Cela fait 25 ans que Michel Verhaeghe de Naeyer a racheté le Château de Bousval. Actif dans l’immobilier, le private equity et l’industrie des minéraux, il s’est lancé il y a 13 ans dans la viticulture biodynamique sur les terres du château. Aujourd’hui, il produit aussi de l’huile d’olive au départ d’un domaine sicilien abandonné.
Michel Verhaeghe de Naeyer est un homme passionné. Passionné par la transmission, la préservation et la défense de l’environnement. C’est aussi un homme aux multiples facettes: investisseur en private equity (une activité un peu moins dense ces derniers temps), business angel (il a soutenu de nombreuses jeunes pousses), membre du conseil d’administration de Sibelco, le géant belge des minerais spécialisés destinés à l’industrie (silice, quartz, argile, etc.). Son amour de la préservation se marque aussi dans le magnifique Passage du Nord, à Bruxelles, que sa famille détient depuis 1880 !

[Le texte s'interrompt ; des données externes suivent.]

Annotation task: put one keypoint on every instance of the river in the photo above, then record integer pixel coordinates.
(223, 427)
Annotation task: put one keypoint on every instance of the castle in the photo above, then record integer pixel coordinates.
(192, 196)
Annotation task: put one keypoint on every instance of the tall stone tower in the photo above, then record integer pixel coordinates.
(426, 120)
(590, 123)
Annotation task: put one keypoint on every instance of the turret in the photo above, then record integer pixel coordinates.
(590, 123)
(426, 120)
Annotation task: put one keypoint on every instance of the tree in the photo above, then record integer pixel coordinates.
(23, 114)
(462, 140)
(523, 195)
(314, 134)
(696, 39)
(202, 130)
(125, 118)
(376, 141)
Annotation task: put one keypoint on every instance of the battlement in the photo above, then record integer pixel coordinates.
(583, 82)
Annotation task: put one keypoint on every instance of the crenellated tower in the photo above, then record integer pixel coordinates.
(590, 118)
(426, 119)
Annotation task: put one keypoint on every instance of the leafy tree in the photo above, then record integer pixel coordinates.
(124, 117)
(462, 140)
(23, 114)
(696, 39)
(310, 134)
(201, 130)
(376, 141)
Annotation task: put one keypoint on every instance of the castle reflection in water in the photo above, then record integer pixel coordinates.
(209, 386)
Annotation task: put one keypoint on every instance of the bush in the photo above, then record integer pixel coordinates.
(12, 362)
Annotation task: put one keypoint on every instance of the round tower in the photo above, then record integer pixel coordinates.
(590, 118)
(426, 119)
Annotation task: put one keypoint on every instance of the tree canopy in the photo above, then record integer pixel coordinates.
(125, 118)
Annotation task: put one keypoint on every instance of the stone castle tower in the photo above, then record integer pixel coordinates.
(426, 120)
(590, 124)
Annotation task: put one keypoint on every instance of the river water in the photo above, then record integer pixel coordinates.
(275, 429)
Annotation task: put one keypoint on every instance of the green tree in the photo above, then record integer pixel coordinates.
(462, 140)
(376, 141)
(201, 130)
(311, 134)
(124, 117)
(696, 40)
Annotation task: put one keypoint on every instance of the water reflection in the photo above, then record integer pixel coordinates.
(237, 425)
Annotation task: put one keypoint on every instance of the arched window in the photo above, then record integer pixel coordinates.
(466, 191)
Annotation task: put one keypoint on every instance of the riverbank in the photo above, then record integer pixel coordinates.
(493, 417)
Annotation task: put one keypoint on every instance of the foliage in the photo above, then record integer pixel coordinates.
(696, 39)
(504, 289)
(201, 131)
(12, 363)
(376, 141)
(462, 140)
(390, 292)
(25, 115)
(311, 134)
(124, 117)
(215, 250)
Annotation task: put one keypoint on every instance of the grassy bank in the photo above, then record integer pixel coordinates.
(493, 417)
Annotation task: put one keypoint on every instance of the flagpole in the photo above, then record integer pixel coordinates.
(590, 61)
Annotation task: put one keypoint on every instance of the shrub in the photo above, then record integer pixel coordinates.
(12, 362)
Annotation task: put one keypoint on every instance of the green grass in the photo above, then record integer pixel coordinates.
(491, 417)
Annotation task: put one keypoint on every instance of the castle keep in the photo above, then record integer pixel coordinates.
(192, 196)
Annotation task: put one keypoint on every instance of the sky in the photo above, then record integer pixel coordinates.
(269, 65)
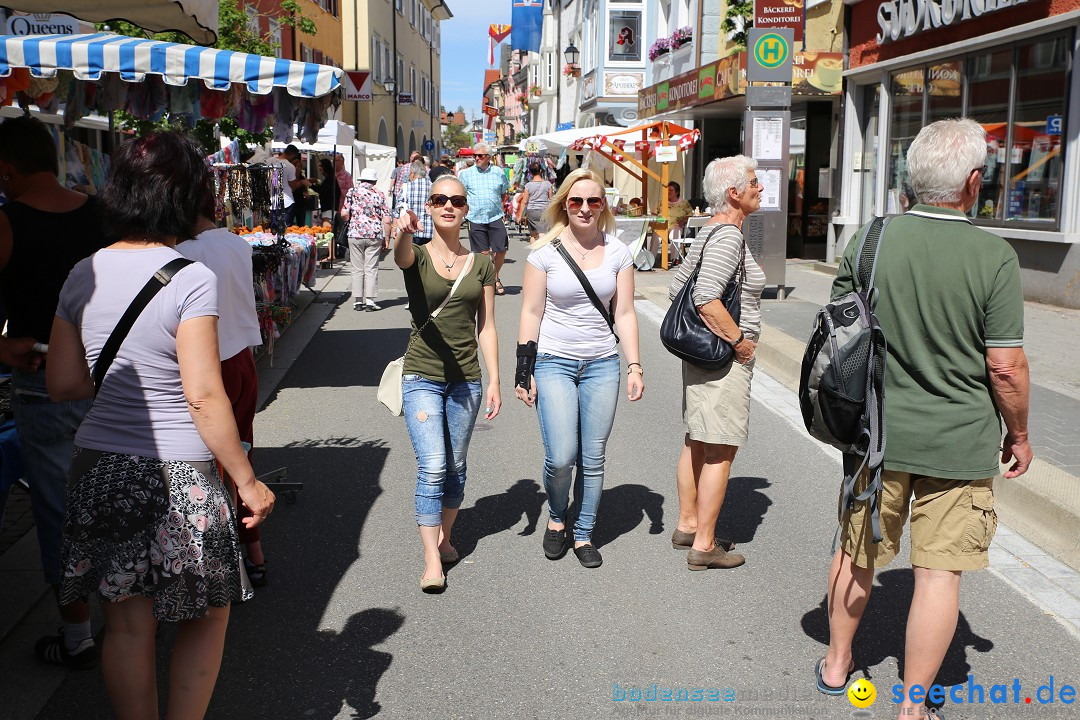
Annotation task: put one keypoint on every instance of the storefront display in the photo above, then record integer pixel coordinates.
(1011, 71)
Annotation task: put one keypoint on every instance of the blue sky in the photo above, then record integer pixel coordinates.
(464, 52)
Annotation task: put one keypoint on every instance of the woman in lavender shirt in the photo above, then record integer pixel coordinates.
(149, 526)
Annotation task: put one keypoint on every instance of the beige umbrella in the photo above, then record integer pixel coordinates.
(197, 18)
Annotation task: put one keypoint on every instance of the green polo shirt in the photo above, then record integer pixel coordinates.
(947, 291)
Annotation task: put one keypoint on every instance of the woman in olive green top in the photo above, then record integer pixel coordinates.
(441, 385)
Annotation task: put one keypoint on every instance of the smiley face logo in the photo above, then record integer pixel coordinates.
(862, 693)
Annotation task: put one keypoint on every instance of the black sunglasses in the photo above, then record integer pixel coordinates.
(576, 203)
(440, 201)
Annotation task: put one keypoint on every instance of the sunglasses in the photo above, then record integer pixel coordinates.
(440, 201)
(576, 203)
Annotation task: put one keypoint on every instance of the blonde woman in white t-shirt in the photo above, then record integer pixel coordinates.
(567, 361)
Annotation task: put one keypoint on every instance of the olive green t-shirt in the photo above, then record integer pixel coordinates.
(947, 291)
(446, 351)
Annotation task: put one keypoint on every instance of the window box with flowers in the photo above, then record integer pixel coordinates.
(682, 37)
(660, 48)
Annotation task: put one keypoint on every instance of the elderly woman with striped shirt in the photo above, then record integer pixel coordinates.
(716, 403)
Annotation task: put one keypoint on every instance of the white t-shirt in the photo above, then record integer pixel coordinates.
(288, 175)
(229, 256)
(572, 327)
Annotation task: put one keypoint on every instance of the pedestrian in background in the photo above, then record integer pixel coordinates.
(149, 526)
(368, 219)
(952, 308)
(414, 195)
(716, 403)
(229, 258)
(568, 363)
(485, 186)
(536, 197)
(441, 383)
(44, 230)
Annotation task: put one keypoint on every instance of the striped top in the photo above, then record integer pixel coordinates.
(718, 267)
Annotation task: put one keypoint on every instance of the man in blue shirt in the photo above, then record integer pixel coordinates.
(485, 187)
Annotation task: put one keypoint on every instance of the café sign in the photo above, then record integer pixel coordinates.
(42, 24)
(903, 18)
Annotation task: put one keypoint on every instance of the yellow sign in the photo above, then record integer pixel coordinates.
(771, 50)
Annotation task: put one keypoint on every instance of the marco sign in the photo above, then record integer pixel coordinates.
(903, 18)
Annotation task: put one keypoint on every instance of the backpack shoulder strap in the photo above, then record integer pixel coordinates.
(161, 277)
(586, 286)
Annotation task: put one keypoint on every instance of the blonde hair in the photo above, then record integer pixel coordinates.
(556, 216)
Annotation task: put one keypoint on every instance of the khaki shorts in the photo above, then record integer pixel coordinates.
(716, 404)
(953, 522)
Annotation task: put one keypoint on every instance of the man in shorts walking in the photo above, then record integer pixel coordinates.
(952, 308)
(485, 185)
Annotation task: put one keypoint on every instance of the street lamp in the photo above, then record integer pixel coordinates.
(571, 54)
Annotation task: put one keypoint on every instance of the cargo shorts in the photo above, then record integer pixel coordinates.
(953, 522)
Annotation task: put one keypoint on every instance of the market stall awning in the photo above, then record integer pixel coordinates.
(133, 58)
(196, 18)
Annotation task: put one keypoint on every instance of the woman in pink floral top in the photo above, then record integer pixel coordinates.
(368, 217)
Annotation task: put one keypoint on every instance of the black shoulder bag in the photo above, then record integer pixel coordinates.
(162, 277)
(586, 286)
(685, 334)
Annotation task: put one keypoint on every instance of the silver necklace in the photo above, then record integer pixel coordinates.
(445, 265)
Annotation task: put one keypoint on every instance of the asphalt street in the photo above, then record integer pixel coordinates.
(343, 632)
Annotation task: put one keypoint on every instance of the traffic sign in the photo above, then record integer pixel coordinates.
(769, 58)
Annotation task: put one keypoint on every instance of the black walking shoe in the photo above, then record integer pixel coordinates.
(52, 650)
(589, 556)
(554, 543)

“Nous sommes les descendants de Léon Fontaine, qui a acquis cet endroit magnifique à la fin du 19e siècle, raconte Michel Verhaeghe de Naeyer. Léon a eu quatre filles qui se sont chacune mariées. Les quatre branches originelles existent encore aujourd’hui et sont toujours propriétaires et actives dans la société gestionnaire ou au conseil d’administration. La culture et les valeurs se sont perpétuées pendant plus d’un siècle. Nous avons patiemment rénové ce lieu ces 25 dernières années. Pas simple quand c’est un tel lieu emblématique classé.
Pas plus simple non plus de lui redonner son lustre d’antan. Il y a toujours un coutelier, mais avant, vous y trouviez un chapelier ou une ganterie. Autant de métiers et boutiques aujourd’hui désuets. La structure démographique du centre de Bruxelles a aussi beaucoup changé et les attirances commerciales ne sont plus les mêmes. Si le quartier immédiat est un peu désolant en ce moment, la fin des travaux de la place De Brouckère et le retour du Métropole vont lui redonner du lustre et le rendre à nouveau attirant. À nous d’y proposer une offre différente qui vaille le détour. Je suis, en tous cas, très satisfait d’avoir accueilli Cohabs qui loue tous les étages. Ils ont tout rénové et y proposent 62 chambres.”
De la biodynamie à Bousval
Il y a quasi 25 ans, Michel Verhaeghe de Naeyer, via Strudelimmo, la société immobilière familiale, a racheté le château de Bousval – dans le Brabant wallon – à son cousin, feu Jean-Marie Delwart, l’emblématique patron de la Floridienne, au moment de son rachat du château d’Argenteuil. Acheter un château, et nous l’avons encore souligné avec celui de Leignon, suppose, outre l’investissement initial, des épaules larges pour supporter l’entretien (toiture, châssis, chaudière, vieilles pierres, etc.) et la préservation d’un bâtiment classé. C’est la raison pour laquelle Michel Verhaeghe de Naeyer s’est lancé dans la viticulture il y a 13 ans.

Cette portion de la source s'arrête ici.